2022 Beijing Winter Olympics

2022 Beijing Winter Olympics: China criticizes US diplomatic boycott.

Foreign ministry spokesperson Zhao Lijian said China would be taking “resolute measures to counter the threat” but did not provide more details.

This morning, the US said it would not send diplomats to Beijing due to concerns over China’s human rights record.

It also said the US athletes could compete and receive the government’s full support.

In a press conference on Tuesday, the media briefing was attended by Mr. Zhao said he was accusing the US of infringing “political neutrality in sports” and claimed the planned boycott of the US was “based on rumors and lies.”

Tensions are high between the two nations. The US has claimed China of genocide over its brutal repression of the majority Muslim Uyghur minority within the Western region of Xinjiang – – a claim China has denied.

The relationship is also in a state of tension due to China’s repression of freedoms to vote at the level of Hong Kong and because of the concerns for the Chinese player Peng Shuai who was not seen for several weeks following her accusation of an official from the government of assault.

‘Political posturing’

Representatives of the top government officials – both from the US and other nations – usually attend during Olympic Games. In the past, first Lady Jill Biden led the US team at the Summer Olympics in Tokyo.
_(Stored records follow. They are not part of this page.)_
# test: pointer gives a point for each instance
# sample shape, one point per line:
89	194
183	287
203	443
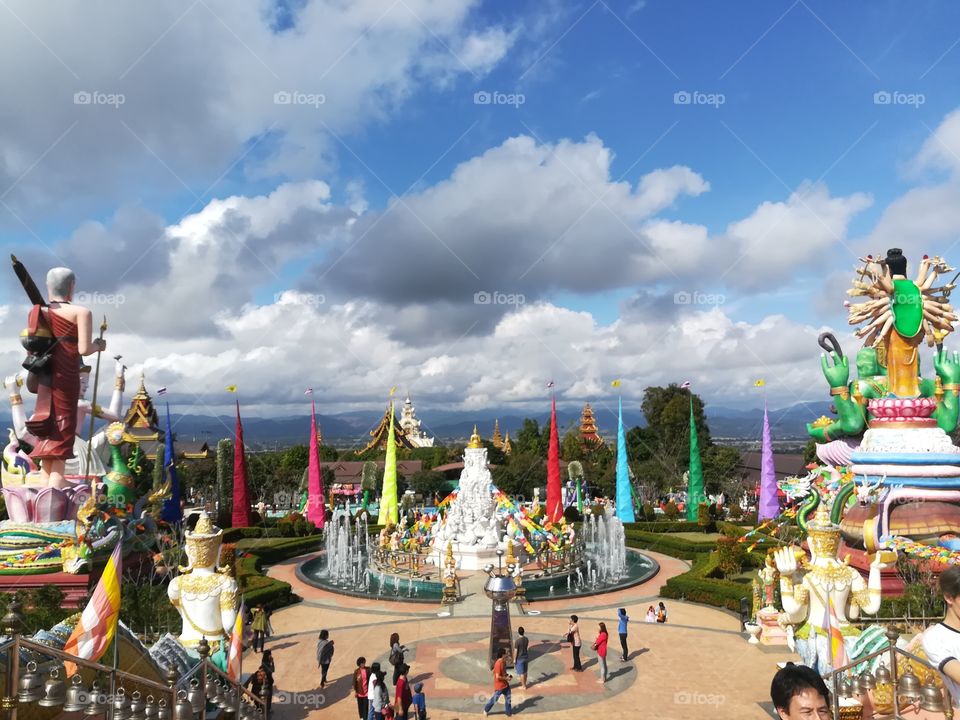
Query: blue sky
780	94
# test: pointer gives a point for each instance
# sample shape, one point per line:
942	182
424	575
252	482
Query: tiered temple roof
497	440
589	437
378	436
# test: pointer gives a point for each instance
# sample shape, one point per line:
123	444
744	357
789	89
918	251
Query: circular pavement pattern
456	675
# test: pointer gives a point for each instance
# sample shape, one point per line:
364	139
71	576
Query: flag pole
93	411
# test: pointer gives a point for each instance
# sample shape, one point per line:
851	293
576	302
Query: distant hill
447	426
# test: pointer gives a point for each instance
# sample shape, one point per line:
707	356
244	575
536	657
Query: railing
208	684
837	676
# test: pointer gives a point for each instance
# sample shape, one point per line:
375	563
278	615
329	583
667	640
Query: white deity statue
825	587
204	594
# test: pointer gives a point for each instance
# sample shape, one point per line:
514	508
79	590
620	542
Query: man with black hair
798	691
941	642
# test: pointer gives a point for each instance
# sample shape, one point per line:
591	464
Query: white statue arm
795	598
228	606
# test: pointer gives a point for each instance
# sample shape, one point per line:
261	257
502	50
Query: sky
468	199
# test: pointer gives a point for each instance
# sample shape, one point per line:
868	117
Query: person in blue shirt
420	701
622	631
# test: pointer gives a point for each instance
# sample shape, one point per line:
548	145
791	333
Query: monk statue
205	595
54	420
824	587
112	413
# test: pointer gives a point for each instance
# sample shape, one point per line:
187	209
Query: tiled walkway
698	665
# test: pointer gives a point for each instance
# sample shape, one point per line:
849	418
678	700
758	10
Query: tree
530	440
427	483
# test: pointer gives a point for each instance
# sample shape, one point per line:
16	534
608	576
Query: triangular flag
98	622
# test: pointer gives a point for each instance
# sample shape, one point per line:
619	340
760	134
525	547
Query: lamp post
501	589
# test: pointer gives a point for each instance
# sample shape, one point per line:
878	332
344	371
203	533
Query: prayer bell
77	695
54	690
930	697
182	710
883	674
121	706
136	706
909	684
97	704
150	708
31	684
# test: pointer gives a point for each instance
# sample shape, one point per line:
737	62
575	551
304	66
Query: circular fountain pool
637	569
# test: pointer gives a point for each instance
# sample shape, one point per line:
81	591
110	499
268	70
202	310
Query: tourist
259	627
403	697
573	637
662	613
396	658
420	701
501	684
324	655
258	684
623	619
522	659
361	682
798	691
941	642
600	645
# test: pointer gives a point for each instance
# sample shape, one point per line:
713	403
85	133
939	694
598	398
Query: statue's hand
786	560
947	366
837	374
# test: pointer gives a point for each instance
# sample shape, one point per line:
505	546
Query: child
419	701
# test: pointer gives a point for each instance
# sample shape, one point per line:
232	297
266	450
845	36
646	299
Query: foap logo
300	699
696	297
95	97
294	297
498	298
97	298
696	97
896	97
485	97
295	97
686	697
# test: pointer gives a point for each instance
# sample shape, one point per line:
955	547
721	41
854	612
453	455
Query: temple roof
141	420
378	436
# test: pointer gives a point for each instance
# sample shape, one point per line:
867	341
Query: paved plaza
698	665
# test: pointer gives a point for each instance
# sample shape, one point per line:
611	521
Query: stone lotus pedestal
771	633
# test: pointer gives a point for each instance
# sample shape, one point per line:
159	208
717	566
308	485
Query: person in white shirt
941	642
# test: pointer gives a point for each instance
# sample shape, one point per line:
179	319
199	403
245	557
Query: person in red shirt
501	684
361	681
403	698
600	645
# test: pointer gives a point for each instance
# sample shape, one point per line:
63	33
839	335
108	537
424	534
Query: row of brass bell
908	687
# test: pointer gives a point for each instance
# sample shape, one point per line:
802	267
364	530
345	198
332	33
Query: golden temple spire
475	441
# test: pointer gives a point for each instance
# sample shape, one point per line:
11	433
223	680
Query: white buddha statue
205	595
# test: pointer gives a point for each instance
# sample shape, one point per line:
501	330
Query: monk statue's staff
93	408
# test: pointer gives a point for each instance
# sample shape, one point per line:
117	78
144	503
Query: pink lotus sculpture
41	504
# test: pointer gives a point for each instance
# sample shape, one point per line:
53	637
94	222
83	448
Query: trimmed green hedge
699	585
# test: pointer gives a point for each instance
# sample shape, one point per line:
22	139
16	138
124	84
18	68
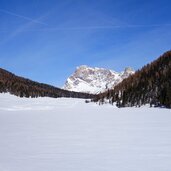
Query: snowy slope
94	80
68	135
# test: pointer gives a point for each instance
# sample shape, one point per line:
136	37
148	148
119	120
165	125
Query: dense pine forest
150	85
23	87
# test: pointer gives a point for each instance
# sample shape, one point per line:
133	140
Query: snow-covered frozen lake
62	134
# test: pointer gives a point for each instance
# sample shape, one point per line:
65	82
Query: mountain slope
94	80
151	84
23	87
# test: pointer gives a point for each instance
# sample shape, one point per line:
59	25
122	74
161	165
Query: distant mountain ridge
23	87
95	80
150	85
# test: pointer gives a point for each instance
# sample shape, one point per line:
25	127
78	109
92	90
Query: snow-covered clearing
62	134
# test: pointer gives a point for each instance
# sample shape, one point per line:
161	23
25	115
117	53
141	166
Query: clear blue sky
45	40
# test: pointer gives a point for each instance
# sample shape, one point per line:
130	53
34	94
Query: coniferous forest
23	87
150	85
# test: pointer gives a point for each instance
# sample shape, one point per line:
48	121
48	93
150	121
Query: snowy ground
68	135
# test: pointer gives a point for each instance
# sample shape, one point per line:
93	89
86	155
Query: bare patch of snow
46	134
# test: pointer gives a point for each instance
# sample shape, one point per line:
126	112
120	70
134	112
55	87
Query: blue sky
45	40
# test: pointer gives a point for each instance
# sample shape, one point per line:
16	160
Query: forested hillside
150	85
23	87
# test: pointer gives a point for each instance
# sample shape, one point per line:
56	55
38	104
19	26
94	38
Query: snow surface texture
94	80
62	134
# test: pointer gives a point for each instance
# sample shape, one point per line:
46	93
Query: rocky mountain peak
94	80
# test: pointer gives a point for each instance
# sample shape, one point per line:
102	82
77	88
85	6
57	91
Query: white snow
62	134
95	80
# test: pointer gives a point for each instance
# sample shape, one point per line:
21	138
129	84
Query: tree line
150	85
23	87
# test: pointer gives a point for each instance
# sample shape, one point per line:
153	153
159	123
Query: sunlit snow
46	134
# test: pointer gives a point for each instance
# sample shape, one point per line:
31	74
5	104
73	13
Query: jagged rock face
94	80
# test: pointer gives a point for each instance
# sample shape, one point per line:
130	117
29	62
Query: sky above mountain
45	40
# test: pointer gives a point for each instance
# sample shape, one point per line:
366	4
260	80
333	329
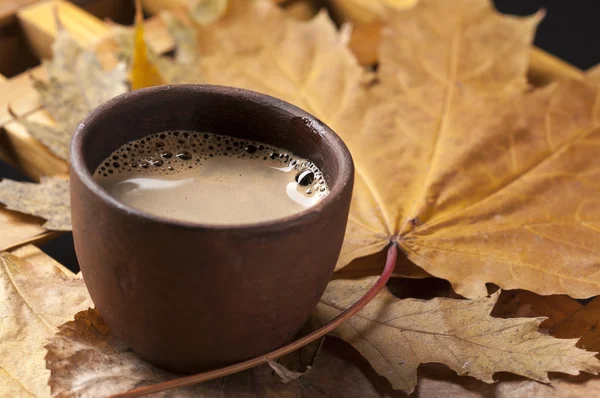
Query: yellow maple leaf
34	299
396	336
451	151
143	72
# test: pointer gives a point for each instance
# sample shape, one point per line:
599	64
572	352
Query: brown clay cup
190	297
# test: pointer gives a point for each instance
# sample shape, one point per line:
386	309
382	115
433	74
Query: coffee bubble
171	152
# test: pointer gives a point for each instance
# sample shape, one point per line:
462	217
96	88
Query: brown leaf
34	300
585	323
17	227
284	373
397	335
48	199
87	344
436	382
76	84
557	309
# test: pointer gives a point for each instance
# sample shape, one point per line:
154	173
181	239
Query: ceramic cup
187	296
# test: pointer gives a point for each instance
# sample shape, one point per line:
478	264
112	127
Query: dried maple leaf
49	199
143	72
34	300
151	68
76	84
435	382
396	336
16	228
86	345
474	178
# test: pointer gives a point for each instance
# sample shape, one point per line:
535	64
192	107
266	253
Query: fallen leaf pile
48	199
477	177
35	298
396	336
76	84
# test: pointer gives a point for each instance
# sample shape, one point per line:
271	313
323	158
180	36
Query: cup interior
204	108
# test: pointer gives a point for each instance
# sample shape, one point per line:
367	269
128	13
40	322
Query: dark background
570	31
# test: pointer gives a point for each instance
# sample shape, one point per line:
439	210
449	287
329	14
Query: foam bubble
170	152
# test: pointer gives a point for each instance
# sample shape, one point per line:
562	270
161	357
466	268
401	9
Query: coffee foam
172	152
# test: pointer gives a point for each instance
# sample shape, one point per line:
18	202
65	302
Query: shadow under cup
187	296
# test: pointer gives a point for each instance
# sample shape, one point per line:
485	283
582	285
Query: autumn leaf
17	227
475	178
34	299
49	200
76	84
143	72
396	336
436	382
87	343
205	12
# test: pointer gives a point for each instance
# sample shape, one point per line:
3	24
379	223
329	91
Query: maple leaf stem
392	253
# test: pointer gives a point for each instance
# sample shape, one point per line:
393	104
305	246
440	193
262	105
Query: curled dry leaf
396	336
49	200
34	299
76	84
85	359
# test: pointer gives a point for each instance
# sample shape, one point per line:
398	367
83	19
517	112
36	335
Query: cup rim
345	162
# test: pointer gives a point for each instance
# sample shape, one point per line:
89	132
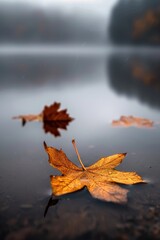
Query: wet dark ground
95	89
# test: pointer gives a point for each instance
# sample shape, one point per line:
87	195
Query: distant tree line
135	22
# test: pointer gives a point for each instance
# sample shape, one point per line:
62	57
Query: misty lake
96	87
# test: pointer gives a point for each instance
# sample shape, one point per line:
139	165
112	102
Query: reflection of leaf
127	121
53	127
53	118
52	201
52	113
99	178
29	118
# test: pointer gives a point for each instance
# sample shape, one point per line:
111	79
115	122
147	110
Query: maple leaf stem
79	158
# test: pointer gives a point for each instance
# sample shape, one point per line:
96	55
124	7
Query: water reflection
52	202
34	71
52	117
136	75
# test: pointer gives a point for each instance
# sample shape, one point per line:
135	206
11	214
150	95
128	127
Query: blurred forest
29	23
135	22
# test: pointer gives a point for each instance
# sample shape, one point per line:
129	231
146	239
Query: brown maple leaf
53	118
99	178
127	121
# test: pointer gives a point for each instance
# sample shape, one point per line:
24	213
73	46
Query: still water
96	88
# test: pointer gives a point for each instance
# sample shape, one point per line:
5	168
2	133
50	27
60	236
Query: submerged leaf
53	119
127	121
99	178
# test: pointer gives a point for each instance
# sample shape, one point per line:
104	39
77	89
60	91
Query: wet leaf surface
99	178
52	117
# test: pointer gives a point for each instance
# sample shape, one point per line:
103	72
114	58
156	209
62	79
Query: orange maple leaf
53	118
99	178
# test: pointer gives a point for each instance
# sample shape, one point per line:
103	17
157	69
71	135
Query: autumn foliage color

However, on Tuesday, White House Press Secretary Jen Psaki said the US would not be a part of the “fanfare” at the Olympics. She added that the absence of an official contingent for the 2022 Games “could send an unambiguous message.”

“US officials or diplomatic representation will treat these games as just like every other day in the context of… horrendous human rights violations and brutalities that have occurred in Xinjiang,” she said. “We cannot do that.”

But Ms. Psaki stated that the US government felt it wasn’t proper “to penalize athletes who were practicing for at this point.”

On Tuesday morning, the Chinese social network Weibo’s search topic “US diplomatic boycott of the Beijing Winter Olympics” was blocked.

A majority of the comments left below an article on the announcement by the state-owned newspaper Global Times were also deleted and left only eight of nearly 1500 comments unanswered.

“The Olympics are for athletes, So what has it got to have to do with… the political system? Even if you don’t, the only people you’re harming are your fellow neighbors (including players),” one such statement read.

China has been trying to remove the pain from this in recent days by dismissing this move as insignificant.

Officials claimed Covid restrictions implied that Beijing and the IOC did not have any dignitaries at all. It is likely to be seen this move criticized as another manifestation of the “Cold war mentality.”

However, it was impossible to think that the US president Joe Biden or any senior politician would attend games organized by a government he claimed was committing genocide.

In the months leading to this decision, one top US diplomat I talked to told me they’d be trying to educate their athletes on what’s going on across Xinjiang as well as Hong Kong. They had envisioned something similar to “fireside conversations” between athletes during events in Beijing.

What happens if the UK soon follows the same pattern? London has not yet officially accused Chinese President Xi Jinping’s Communist regime of genocide; however, foreign secretary Liz Truss has reportedly said precisely that during private discussions.

A while ago, a top UK official who was deeply involved in policy regarding China said to me that they believed Americans could see the UK as a “poodle” should it join an international boycott.

Bipartisan support

Within the US, the diplomatic boycott was welcomed by Democratic and Republican politicians.

Democratic House of Representatives Speaker Nancy Pelosi said the US and the world should not “proceed as if there’s nothing wrong with hosting the Olympics inside a nation that is committing genocide.”

HOWEVER, confident US lawmakers thought that the diplomatic boycott wasn’t enough, including Republican senator Tom Cotton calling it a “half measure” and insisting that the administration should have chosen to “fully outright boycott” the games.

Other countries – like Canada, have also said they are contemplating the decision. UK Vice-Prime Minister Dominic Raab said his government would decide “shortly” whether or not to be a part of the boycott, noting that he will not personally be attending the Olympics. Officials from Japan Australia have also stated that they are looking into the option.

Lithuania announced a diplomatic boycott during the Winter Olympics last week following China reducing its relations in a dispute about Taiwan. Beijing is adamant that Taiwan is a part of China However, Taiwan believes it is an independent country.

New Zealand, meanwhile, declared that its officials wouldn’t attend because of concerns about the covid-19 virus that is currently in the news. “But we’ve communicated to China many times our concerns over the rights of human beings,” Deputy Prime Minister Grant Robertson told reporters.

The Biden administration’s boycott diplomatic in the 2022 Winter Olympics falls far short of the previous US protest in 1980, which saw the US pull its athletes off the Moscow Olympics to demonstrate at the Soviet military invasion in Afghanistan the prior year.

The Soviet Union and its allies, too, were boycotted the subsequent 1984 Summer Olympics held at Los Angeles.

A Kremlin spokesperson condemned the recent US to boycott the US, saying the Olympics are “free of any political agenda.”

The US is scheduled to host the Summer Olympics in 2028 in Los Angeles.